Какая-то дама в изумрудном пальто покупала подарки на Рождество. Ее любимые сласти — карамельные завитушки, и я без колебания так ей и сказала, прибавив, что ее мужу непременно понравятся мои абрикосовые сердечки, а дочка будет в восторге от шоколадок с перцем чили в золоченых обертках…
Что это со мной? Что вдруг так переменилось?
Я, похоже, охвачена новым ощущением беспечности, надежды, уверенности. Я как будто совсем уже и не я, а некто куда более близкий к Вианн Роше, к той женщине, которую некогда занесло в Ланскне на хвосте карнавального ветра…
Снаружи ветра почти не слышно, и колокольчики над дверью молчат, и небеса низкие, темные, полные невыпавшего снега. Неестественно теплая погода, стоявшая всю неделю, сменилась заморозками, и дыхание застывает в холодном воздухе пышными перьями, а прохожие, пересекающие площадь, напоминают расплывчатые серые колонны. На углу музыкант играет на саксофоне «Petite Fleur», и саксофон поет тягучим, почти человеческим голосом.

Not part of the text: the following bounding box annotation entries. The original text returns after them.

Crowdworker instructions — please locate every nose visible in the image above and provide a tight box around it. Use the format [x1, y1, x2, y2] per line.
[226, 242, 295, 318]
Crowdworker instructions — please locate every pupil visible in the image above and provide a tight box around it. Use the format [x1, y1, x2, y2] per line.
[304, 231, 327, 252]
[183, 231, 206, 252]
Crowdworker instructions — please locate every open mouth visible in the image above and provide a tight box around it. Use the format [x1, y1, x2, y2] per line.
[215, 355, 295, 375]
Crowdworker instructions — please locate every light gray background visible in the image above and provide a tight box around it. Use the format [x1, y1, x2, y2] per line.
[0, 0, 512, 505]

А я думаю: «Ему же, наверное, холодно».
Странная мысль для Янны Шарбонно. Для настоящих парижан подобные мысли непозволительны. Здесь, в этом городе, слишком много бедных людей, бездомных людей, старых людей, и все они в своих одежках похожи на свертки из Армии спасения, разложенные у дверей магазинов и в глухих переулках. Всем им холодно; все они хотят есть. Настоящим парижанам нет до них дела. А я действительно хочу стать настоящей парижанкой…
Но музыка все играет, напоминая мне о других местах и временах. И сама я тогда была не я, а кто-то другой, и плавучие дома стояли на реке Танн так тесно, что по ним можно было перебраться с одного берега на другой. Тогда тоже звучала музыка — железные барабаны, скрипки, свистульки, флейты. Речной народ, по-моему, и жил за счет музыки; и хотя кое-кто из деревенских жителей называл их попрошайками, я ни разу не видела, чтобы они попрошайничали. Вот тогда у меня даже малейших сомнений не возникло бы…
«У тебя есть определенный дар, — говорила мне мать, — а дары для того и предназначены, чтобы их отдавать…»
Я готовлю горячий шоколад. Наливаю полную чашку и вместе с куском шоколадного торта несу ее саксофонисту — он удивительно молод, не старше восемнадцати. Нечто подобное Вианн Роше сделала бы не задумываясь…
— За счет заведения, — угощаю я его.
— Ой, спасибо! — Его лицо освещает улыбка. — Вы, должно быть, из этой шоколадной лавки? Я о вас слышал. Вы ведь Зози, верно?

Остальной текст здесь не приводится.